Es war die Nacht vor dem Heiligen Abend. Maurice hatte zusammen mit Monika den Baum geschmückt. Und die Stubentür geschlossen. Die Kleine sollte mit dem Baum überrascht werden.Monika zeigte Maurice ein Geschenkpäckchen: «Für Lucie. Die Barbiepuppe. Es ist der absolute Horror... aber sie wünscht sie sich so sehr...» Der Mann nahm Monika in die Arme. Sie weinte.

Lucie lag im Bett. Ihr war heiss. Dann wieder kalt. Sie war aufgeregt. Und konnte nicht schlafen. Das Mädchen musste an das grosse Tor denken: Morgen war der Tag, an dem es das Türchen öffnen würde. Lucie hoffte, dass es wie damals beim Kalender von Maja auch diese lachenden, musizierenden Engel sehen würde und...

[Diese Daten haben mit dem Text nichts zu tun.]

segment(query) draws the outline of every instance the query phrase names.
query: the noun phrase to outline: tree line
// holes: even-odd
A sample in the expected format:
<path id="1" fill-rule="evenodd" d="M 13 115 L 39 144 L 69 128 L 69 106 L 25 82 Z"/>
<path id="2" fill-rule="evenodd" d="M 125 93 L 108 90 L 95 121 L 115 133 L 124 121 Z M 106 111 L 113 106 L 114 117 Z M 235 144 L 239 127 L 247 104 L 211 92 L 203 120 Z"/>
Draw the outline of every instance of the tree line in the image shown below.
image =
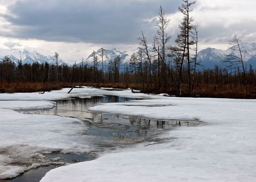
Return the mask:
<path id="1" fill-rule="evenodd" d="M 22 59 L 17 65 L 5 57 L 0 62 L 1 82 L 66 82 L 133 83 L 143 90 L 186 90 L 190 94 L 197 88 L 213 86 L 241 89 L 255 87 L 255 72 L 251 66 L 247 71 L 240 48 L 241 40 L 234 36 L 230 41 L 231 49 L 237 54 L 227 55 L 228 67 L 216 66 L 214 69 L 197 70 L 198 26 L 193 24 L 190 16 L 191 6 L 196 1 L 182 0 L 178 10 L 183 15 L 176 44 L 169 45 L 171 37 L 167 32 L 170 21 L 162 6 L 158 14 L 156 34 L 152 43 L 148 42 L 143 31 L 138 38 L 139 47 L 130 57 L 129 62 L 123 62 L 120 55 L 105 62 L 106 53 L 100 49 L 97 56 L 92 53 L 93 62 L 84 61 L 72 66 L 59 65 L 59 54 L 55 53 L 55 64 L 39 63 L 36 59 L 32 64 L 23 64 Z"/>

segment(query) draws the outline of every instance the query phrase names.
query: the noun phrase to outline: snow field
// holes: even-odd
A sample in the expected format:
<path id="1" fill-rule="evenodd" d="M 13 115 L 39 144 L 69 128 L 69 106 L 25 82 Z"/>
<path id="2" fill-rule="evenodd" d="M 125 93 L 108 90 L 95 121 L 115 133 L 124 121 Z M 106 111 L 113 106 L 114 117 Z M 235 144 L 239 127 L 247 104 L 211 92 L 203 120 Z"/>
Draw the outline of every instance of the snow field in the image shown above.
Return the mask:
<path id="1" fill-rule="evenodd" d="M 167 106 L 153 106 L 158 104 Z M 160 142 L 53 169 L 41 181 L 255 181 L 255 108 L 253 100 L 176 98 L 93 107 L 90 110 L 203 124 L 175 127 L 158 136 Z"/>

Plötzlich wurde das Kind von einem Lichterstrahl aufgeschreckt. Er leuchtete unter der Stubentür hindurch. Das Mädchen versuchte sich aufzurichten. Und stemmte sich in den Kissen hoch. Aber es war zu schwach.

Draussen schlug die Uhr von der nahen Kirche zwölf Mal. Die Stubentür öffnete sich leise... und Lucie sah, dass es nicht eine Zimmertür, sondern das grosse Tor war. Ein weisser Schein leuchtete hell über einem riesigen Weihnachtsbaum. Die Engel lachten von der Leiter - und diese Leiter führte zum warmen, gleissenden Licht.

Lucie spürte keine Kälte und keine Hitze mehr. Das Kind war glücklich... Es fühlte sich plötzlich federleicht. Ganz langsam stieg es aus dem Bett und ging zum grossen Tor.

Monika und Maurice fanden das Mädchen am Morgen im Bett. Sein Gesicht war eiskalt - aber die Lippen zeigten ein glückliches Lächeln. In den Händen hielt Lucie den Advents kalender. DIE NUMMER 24 STAND WEIT OFFEN.

Das Jesuskind lag in der Krippe - über ihm war das gleissende, helle Licht.